(483d) Strategies for Improved Thermal Stability and Facile Regeneration of Alkane Dehydrogenation Catalysts

One of Bipin Vora’s most recognized contributions [1] is the development of a light paraffin dehydrogenation process, named Oleflex^TM. This process was first commercialized for propylene production in 1990. UOP Honeywell has licensed 80 units for propane and isobutane dehydrogenation for the production of propylene and isobutene and accounts for 75 % of the worldwide propane catalytic dehydrogenation capacity added in the last 10 yrs. Bipin Vora’s contributions to Oleflex are documented in 25 US patents and numerous publications. He made key inventions and conducted pioneering research that is the cornerstone of the current and future generations of UOP Oleflex technology.

Activating a C-H bond and converting an alkane selectively to alkene is a challenging reaction which is carried out at high temperatures due to thermodynamic limitations. During the reaction, the olefins that are formed can react further to undesired products involving hydrogenolysis and also result in coke deposits that can lead to catalyst deactivation. The high temperatures also cause sintering of the active phase and loss of activity. In industrial practice, the catalysts are regenerated using a controlled amount of oxygen and in the presence of halides. At the NSF Engineering Research Center CISTAR [2], we are exploring process technologies that could be applied for the processing of natural gas liquids closer to the well head. In the context of distributed processing, alternate approaches for regeneration need to be explored. For instance, the use of air instead of diluted oxygen for regeneration and avoiding the need for added halides. Prolonging the lifetime of these catalysts would also be beneficial for distributed processing.

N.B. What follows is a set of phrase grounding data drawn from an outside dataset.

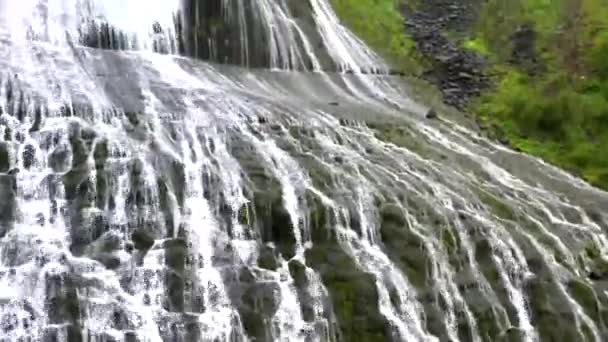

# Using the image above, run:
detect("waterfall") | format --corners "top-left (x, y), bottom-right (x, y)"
top-left (0, 1), bottom-right (607, 341)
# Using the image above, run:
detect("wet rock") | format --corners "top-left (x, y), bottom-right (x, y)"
top-left (84, 232), bottom-right (122, 269)
top-left (257, 244), bottom-right (279, 271)
top-left (242, 282), bottom-right (282, 317)
top-left (237, 203), bottom-right (250, 226)
top-left (305, 243), bottom-right (390, 342)
top-left (124, 111), bottom-right (141, 127)
top-left (44, 273), bottom-right (81, 330)
top-left (252, 188), bottom-right (297, 260)
top-left (425, 108), bottom-right (438, 119)
top-left (379, 203), bottom-right (432, 288)
top-left (124, 331), bottom-right (138, 342)
top-left (48, 144), bottom-right (70, 172)
top-left (164, 269), bottom-right (185, 312)
top-left (269, 124), bottom-right (283, 132)
top-left (288, 259), bottom-right (308, 288)
top-left (0, 175), bottom-right (16, 236)
top-left (22, 144), bottom-right (36, 169)
top-left (131, 228), bottom-right (155, 252)
top-left (306, 191), bottom-right (335, 244)
top-left (163, 238), bottom-right (188, 273)
top-left (403, 0), bottom-right (490, 109)
top-left (498, 327), bottom-right (528, 342)
top-left (240, 310), bottom-right (269, 341)
top-left (0, 142), bottom-right (10, 172)
top-left (288, 259), bottom-right (319, 322)
top-left (588, 257), bottom-right (608, 280)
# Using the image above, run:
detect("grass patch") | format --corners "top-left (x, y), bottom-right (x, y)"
top-left (330, 0), bottom-right (424, 73)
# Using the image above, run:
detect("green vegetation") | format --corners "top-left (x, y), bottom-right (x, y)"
top-left (334, 0), bottom-right (608, 190)
top-left (471, 0), bottom-right (608, 189)
top-left (330, 0), bottom-right (423, 73)
top-left (304, 191), bottom-right (391, 342)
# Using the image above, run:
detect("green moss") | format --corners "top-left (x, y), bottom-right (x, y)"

Here, we demonstrate that the choice of support and the composition of the active phase may allow improved thermal durability and facile regeneration of alkane dehydrogenation catalysts [3].

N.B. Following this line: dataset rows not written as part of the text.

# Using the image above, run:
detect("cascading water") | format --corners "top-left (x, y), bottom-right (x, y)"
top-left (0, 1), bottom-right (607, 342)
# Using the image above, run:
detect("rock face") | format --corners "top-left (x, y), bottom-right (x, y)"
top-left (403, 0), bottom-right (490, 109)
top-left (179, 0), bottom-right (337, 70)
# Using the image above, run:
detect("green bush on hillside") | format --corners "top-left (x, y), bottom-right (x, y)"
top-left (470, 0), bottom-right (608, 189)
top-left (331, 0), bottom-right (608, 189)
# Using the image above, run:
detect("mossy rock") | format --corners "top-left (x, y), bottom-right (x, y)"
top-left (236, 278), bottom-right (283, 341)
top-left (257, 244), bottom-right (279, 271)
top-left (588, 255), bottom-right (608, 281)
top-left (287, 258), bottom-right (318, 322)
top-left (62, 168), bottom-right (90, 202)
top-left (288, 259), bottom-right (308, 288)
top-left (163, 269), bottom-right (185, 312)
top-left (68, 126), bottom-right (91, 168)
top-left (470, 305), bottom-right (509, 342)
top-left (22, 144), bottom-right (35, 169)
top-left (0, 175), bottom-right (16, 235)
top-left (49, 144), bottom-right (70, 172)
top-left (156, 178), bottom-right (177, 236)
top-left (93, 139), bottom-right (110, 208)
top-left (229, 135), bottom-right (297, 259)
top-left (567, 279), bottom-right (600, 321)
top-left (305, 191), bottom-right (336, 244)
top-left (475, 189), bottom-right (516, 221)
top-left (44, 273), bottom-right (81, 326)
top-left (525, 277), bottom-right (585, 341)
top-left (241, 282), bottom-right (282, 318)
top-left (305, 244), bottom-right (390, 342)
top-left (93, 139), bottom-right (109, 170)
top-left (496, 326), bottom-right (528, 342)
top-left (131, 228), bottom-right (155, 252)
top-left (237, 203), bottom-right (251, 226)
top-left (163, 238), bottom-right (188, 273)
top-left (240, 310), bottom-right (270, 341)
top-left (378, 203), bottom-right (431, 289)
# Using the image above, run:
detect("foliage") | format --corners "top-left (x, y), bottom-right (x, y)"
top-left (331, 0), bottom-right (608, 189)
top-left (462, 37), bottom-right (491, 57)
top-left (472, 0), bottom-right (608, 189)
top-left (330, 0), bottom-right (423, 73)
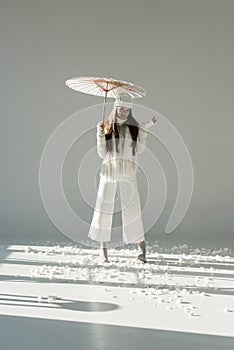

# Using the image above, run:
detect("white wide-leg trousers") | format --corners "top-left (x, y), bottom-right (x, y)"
top-left (88, 175), bottom-right (145, 243)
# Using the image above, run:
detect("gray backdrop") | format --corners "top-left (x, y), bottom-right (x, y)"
top-left (1, 0), bottom-right (234, 250)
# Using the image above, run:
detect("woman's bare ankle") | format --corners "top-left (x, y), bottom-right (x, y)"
top-left (100, 242), bottom-right (109, 262)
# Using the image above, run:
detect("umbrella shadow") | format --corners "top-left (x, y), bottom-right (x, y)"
top-left (0, 293), bottom-right (119, 312)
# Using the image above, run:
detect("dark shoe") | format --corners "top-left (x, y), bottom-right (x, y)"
top-left (99, 256), bottom-right (109, 263)
top-left (137, 253), bottom-right (147, 263)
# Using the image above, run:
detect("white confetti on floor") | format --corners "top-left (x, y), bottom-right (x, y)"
top-left (0, 242), bottom-right (234, 337)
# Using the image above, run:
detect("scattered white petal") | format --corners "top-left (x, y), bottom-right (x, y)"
top-left (223, 308), bottom-right (234, 313)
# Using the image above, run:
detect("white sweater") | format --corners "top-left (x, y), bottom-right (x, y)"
top-left (96, 118), bottom-right (154, 180)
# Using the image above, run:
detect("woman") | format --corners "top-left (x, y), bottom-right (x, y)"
top-left (88, 93), bottom-right (157, 263)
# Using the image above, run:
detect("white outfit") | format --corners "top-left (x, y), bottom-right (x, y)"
top-left (88, 117), bottom-right (154, 244)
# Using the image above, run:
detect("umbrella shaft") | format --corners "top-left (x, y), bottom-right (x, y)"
top-left (102, 81), bottom-right (109, 122)
top-left (102, 92), bottom-right (107, 122)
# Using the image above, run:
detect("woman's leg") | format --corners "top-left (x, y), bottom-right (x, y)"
top-left (138, 240), bottom-right (147, 263)
top-left (100, 241), bottom-right (109, 262)
top-left (88, 175), bottom-right (117, 243)
top-left (119, 177), bottom-right (147, 262)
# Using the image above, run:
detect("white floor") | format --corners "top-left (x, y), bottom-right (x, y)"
top-left (0, 243), bottom-right (234, 349)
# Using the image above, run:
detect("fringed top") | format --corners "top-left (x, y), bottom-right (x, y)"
top-left (96, 119), bottom-right (154, 181)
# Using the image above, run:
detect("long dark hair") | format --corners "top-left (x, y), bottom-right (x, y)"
top-left (104, 107), bottom-right (139, 156)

[1] Vora, B.V. Development of dehydrogenation catalyst and processes; Topics in Catalysis, 2012, 55 pp1297-1308.

[2] NSF Engineering Research Center, Center for Innovative and Strategic Transformation of Alkane Resources (CISTAR), www.cistar.us

[2] Alcala, R., Dean, D.P., Chavan, I., Chang, C.-W., Burnside, B., Pham, H.N., Peterson, E., Miller, J.T., and Datye, A.K., Strategies for regeneration of Pt-alloy catalysts supported on silica for propane dehydrogenation. Applied Catalysis A: General, 2023. 658: p. 119157.